GRESIK – Seorang wanita di Kabupaten Gresik, Jawa Timur, mengalami patah jari tangan setelah diduga menjadi korban penganiayaan oleh seorang penagih utang bank plecit. Terduga pelaku berinisial MT kini telah diamankan oleh pihak kepolisian setempat.
Peristiwa nahas tersebut terjadi pada Sabtu (27/12/2025), sekitar pukul 17.30 WIB, di kediaman korban, Pujianah (40), di kawasan Kecamatan Kebomas, Kabupaten Gresik. Awalnya, MT mendatangi rumah korban untuk menagih utang.
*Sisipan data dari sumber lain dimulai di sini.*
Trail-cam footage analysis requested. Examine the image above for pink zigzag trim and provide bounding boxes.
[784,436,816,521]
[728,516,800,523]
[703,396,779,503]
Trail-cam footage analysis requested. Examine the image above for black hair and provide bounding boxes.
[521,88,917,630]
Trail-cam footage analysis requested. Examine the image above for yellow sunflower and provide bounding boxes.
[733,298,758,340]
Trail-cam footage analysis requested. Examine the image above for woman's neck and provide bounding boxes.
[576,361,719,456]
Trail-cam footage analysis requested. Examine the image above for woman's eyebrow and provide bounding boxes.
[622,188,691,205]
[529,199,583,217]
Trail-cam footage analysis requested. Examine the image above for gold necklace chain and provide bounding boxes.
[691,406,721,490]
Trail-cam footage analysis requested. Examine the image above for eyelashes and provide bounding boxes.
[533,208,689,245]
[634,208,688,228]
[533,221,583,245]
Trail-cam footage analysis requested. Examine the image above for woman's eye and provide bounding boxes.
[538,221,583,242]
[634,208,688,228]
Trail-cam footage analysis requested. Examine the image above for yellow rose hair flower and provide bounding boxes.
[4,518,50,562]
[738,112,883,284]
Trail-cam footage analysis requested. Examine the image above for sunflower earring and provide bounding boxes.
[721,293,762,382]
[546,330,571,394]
Korban menjelaskan bahwa suaminya masih bekerja dan baru akan pulang sekitar pukul 19.00 WIB.
Namun, penjelasan tersebut justru memicu emosi MT. Ia menuding korban sengaja mengulur-ulur waktu pembayaran. Situasi memanas ketika korban berupaya merekam aksi pelaku dengan ponselnya, dengan harapan agar kejadian tersebut menjadi viral. Terjadi cekcok dan perebutan ponsel antara korban dan terduga pelaku. Dalam insiden tersebut, jari tangan kiri korban diremas kuat oleh MT hingga mengalami bengkok dan memar parah.
Tidak hanya korban, ibu korban yang bernama Soepra juga turut mengalami kekerasan.
Polisi Lakukan Penyelidikan
Kasat Reskrim Polres Gresik, AKP Arya Widjaya, membenarkan adanya laporan terkait dugaan penganiayaan tersebut. Pihaknya saat ini masih melakukan penyelidikan mendalam.
“Benar, kami telah menerima laporan dugaan penganiayaan yang melibatkan penagih utang. Saat ini kasus masih dalam tahap penyelidikan, termasuk pemeriksaan saksi-saksi dan pendalaman keterangan korban maupun terlapor,” ujar AKP Arya Widjaya.
Ia menegaskan bahwa Polres Gresik akan menindak tegas segala bentuk kekerasan. Ia juga mengimbau masyarakat untuk tidak melakukan penagihan utang dengan cara-cara yang melanggar hukum.
“Pelaku sudah kita amankan, saat ini masih penyelidikan lebih lanjut,” pungkasnya.